原创：弘连网络

电子数据证据远程勘验在日常的取证工作中必不可少，但由于存在信息安全差、数据可能被篡改的问题。

取证过程中，有明确的取证要求来确保取证过程的规范显得至关重要，今天我们就一起来回顾下遇到远程勘验的取证场景，正确的取证流程是什么呢？

01准备工具

工具准备作为取证前期准备的重要部分之一，不可马虎。

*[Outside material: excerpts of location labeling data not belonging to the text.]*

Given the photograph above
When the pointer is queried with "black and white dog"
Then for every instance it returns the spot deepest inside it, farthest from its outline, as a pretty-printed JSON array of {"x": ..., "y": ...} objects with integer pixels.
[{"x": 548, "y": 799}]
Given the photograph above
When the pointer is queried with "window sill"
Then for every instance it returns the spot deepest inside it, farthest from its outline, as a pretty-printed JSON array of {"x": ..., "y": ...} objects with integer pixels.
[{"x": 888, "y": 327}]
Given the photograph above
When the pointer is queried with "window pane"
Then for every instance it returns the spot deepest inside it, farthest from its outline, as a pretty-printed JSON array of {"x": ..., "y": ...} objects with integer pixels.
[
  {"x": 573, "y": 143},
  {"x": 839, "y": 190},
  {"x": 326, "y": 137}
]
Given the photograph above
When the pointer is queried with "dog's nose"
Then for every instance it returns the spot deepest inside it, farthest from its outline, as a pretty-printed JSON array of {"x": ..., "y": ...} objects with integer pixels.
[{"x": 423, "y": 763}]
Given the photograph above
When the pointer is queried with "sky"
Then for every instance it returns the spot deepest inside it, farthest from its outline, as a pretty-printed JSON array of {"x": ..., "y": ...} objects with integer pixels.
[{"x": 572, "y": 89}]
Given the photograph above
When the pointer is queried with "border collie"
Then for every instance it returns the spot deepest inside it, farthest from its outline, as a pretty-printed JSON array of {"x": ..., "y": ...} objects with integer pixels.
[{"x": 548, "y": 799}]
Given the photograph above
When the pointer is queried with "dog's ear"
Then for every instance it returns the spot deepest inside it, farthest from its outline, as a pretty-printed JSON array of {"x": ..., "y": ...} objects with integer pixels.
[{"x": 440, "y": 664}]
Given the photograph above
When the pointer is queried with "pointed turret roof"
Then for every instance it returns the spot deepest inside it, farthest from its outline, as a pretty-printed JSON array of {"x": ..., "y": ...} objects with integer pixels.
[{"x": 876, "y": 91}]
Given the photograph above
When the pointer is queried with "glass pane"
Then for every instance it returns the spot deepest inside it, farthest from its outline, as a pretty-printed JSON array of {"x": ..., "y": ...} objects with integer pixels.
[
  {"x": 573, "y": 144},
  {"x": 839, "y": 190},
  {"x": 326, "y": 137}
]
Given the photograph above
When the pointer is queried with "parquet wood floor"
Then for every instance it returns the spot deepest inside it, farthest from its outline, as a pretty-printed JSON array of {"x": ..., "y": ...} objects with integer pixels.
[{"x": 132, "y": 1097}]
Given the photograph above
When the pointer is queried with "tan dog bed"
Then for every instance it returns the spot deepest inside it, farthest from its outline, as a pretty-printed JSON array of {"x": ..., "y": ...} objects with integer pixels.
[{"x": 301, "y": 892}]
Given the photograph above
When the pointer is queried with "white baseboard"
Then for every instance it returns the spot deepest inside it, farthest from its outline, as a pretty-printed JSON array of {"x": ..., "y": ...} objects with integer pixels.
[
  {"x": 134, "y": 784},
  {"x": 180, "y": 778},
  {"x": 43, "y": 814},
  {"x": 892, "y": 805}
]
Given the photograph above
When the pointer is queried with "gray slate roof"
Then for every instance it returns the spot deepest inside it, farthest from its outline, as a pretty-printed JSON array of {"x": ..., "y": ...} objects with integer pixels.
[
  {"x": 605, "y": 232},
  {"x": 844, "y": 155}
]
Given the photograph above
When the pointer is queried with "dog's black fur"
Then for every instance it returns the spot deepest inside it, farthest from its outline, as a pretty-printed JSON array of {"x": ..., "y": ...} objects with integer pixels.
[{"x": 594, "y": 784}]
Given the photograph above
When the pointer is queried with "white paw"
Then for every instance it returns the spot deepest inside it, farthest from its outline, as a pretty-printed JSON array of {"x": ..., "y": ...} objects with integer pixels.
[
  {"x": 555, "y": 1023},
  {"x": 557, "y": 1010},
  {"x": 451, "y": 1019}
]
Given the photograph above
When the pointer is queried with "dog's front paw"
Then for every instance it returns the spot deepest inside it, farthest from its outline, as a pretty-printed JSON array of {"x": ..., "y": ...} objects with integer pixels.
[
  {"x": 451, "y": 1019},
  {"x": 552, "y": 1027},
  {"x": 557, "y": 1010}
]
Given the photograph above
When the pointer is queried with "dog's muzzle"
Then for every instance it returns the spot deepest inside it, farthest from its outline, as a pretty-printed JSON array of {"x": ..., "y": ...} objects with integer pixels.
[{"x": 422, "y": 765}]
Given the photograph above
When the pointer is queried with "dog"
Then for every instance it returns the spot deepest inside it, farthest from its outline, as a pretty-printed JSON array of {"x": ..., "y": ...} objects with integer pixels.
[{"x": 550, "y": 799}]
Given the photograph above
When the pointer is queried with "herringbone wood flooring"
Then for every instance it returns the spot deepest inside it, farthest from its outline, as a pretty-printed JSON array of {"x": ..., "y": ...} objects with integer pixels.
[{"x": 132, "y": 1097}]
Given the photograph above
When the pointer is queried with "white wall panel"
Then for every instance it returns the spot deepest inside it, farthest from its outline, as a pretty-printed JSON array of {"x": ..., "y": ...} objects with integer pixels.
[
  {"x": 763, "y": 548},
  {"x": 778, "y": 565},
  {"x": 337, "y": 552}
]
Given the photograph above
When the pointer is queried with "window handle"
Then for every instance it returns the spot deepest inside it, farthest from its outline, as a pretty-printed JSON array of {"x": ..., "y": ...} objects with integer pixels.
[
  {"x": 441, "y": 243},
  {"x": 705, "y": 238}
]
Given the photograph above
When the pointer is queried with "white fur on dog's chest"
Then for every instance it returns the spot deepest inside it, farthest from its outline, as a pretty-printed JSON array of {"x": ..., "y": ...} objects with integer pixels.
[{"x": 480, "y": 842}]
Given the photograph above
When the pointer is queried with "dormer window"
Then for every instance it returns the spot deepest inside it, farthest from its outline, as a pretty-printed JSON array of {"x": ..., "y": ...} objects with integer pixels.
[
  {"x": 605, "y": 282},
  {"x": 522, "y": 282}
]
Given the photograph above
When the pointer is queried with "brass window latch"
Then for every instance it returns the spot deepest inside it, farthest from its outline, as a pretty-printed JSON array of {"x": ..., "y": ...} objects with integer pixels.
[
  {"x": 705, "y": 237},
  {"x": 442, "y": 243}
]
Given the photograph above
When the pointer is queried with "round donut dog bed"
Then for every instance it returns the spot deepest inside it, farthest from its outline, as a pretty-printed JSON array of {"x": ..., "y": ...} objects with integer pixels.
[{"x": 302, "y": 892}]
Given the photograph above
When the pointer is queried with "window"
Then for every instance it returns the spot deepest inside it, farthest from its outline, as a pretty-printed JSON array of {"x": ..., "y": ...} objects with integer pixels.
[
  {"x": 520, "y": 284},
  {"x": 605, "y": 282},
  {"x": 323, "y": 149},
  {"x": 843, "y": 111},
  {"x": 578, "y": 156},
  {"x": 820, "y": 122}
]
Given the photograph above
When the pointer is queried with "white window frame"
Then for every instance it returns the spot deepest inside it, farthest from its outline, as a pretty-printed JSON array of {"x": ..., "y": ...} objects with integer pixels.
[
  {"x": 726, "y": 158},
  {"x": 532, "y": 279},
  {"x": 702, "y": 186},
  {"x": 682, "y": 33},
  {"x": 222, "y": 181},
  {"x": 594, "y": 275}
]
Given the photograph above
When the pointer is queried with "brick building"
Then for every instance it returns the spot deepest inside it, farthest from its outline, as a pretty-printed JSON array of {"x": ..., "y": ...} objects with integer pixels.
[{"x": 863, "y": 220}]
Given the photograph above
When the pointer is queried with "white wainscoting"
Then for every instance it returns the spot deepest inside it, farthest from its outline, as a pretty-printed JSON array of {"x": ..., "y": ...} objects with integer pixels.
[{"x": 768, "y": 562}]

主要包含以下几点：

1. 外置录像设备；

2. 不小于目标容量的存证盘(存储内存镜像、磁盘镜像)；

3. 建议准备软件：屏幕录像软件，远勘取证工具(如弘连网镜互联网取证、网探Windows，网探Linux等)，哈希校验工具；

4. 取证过程确保网络连接稳定可靠；

5. 如无特殊说明，所有文件保存在存证盘中。

02取证步骤① 服务器电子数据远程固定

服务器一般的取证重心集中在系统日志、数据库、网络流量数据、应用源代码等。

1. 打开外置录像设备，确保取证过程清晰可见；

2. 进行时间校验，并打开屏幕录像软件 ；

3. 远程主机外部网络信息记录(如域名、路由、服务器开放情况)；

4. 远程主机操作系统信息记录(系统基本信息、操作日志等)；

5. 远程主机网站数据及数据库固定；

6. 远程主机存储介质和文件固定；

7. 取证结束，检查相关文件及数据的哈希值，截图展示在录像中，保证数据完整；

8. 结束屏幕录像，检查录像文件哈希值；

9. 关闭外置录像机；

② 网站电子数据远程固定

网站一般的取证重心集中在静态网页、动态网页、富媒体、网站镜像等。

1. 打开外置录像设备，确保取证过程清晰可见；

2. 进行时间校验，并打开屏幕录像软件 ；

3. 环境建立和基本信息获取(服务器IP地址、协议等)；

4. 网站获取参数和环境参数记录；

5. 网站数据获取：静态网页、动态网页、媒体文件等；

6. 取证结束，检查保存的网页固定、网站镜像、数据文件的哈希值，截图展示在录像中；

7. 结束屏幕录像，检查录像文件哈希值；

03取证结果清单

1. 相关检验记录；

2. 远程主机获取的数据、数据文件、镜像文件、对应的哈希值、对应的屏幕录像文件；

3. 外置录像机的全局录像文件；

取证工作必须严谨和规范，我们往往需要掌握各种各样的取证方式，从最简单的软件使用，到进一步的原理了解，这对我们取证从业者来说带来了更多的挑战，希望大家遇到电子数据证据远程勘验的取证场景时，能够有一个清晰明了的流程思路，希望本文能给大家带来帮助！